Aujourd’hui, allons-y donc, proposons une recette à contre-temps. Parce que le pot-au-feu, c’est typique, c’est classique, c’est culturel, ça appartient aux rigueurs de l’hiver.

Tôt ou tard, persécuté par les frimas, les lèvres violacées par des températures sub-humaines, on se met alors à en avoir envie. Tôt ou tard, on éprouve le besoin d’être à nouveau séduit par ce bouillon foncé aux gros yeux doux, de se brûler à sa chaleur, de se laisser envelopper par la richesse de toutes ses textures animales et végétales, d’être piqué au vif par la moutarde ou le raifort et, les entrailles bouillonnantes et les muqueuses en délire, d’en pleurer presque de joie et de gratitude, de préférence au moment où se déchaîne au dehors une catastrophe climatique quelconque. Carpe diem.

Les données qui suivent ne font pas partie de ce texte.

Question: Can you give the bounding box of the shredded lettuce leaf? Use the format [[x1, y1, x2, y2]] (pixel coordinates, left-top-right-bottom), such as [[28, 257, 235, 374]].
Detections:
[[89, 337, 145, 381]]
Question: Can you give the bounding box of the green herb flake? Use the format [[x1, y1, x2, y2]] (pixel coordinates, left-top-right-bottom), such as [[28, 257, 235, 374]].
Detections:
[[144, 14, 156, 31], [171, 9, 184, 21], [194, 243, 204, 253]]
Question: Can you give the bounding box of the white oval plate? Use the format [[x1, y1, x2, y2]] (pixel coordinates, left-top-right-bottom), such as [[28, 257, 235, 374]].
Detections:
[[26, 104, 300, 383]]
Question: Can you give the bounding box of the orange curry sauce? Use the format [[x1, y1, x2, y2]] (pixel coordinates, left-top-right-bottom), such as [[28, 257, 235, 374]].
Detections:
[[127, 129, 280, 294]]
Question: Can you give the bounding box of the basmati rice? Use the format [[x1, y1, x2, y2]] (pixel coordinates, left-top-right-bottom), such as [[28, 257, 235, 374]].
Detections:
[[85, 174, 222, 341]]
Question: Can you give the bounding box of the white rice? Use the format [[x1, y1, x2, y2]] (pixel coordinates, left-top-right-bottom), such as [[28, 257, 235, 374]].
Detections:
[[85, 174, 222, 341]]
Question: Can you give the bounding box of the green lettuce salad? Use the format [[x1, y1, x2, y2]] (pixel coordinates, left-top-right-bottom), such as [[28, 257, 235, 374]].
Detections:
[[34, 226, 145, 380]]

Car à l’instar du cassoulet, de la choucroute, de la paëlla ou même de l’aïoli, voici encore un plat du pauvre, c’est-à-dire un fourre-tout de génie ou l’on a jeté pêle-mêle dans un chaudron de manante des denrées rustiques, des restes de tous poils et des bas-quartiers, voire même des os à sucer.

Le choix des ingrédients n’est pas fixe, les apprentis-cuisiniers consciencieux et appliqués qu’obsèdent les poids, les mesures et les proportions, ceux qui veulent tout codifier et biblifier n’y trouveront pas leur compte, se sentiront mal à l’aise devant toute cette anarchie créative.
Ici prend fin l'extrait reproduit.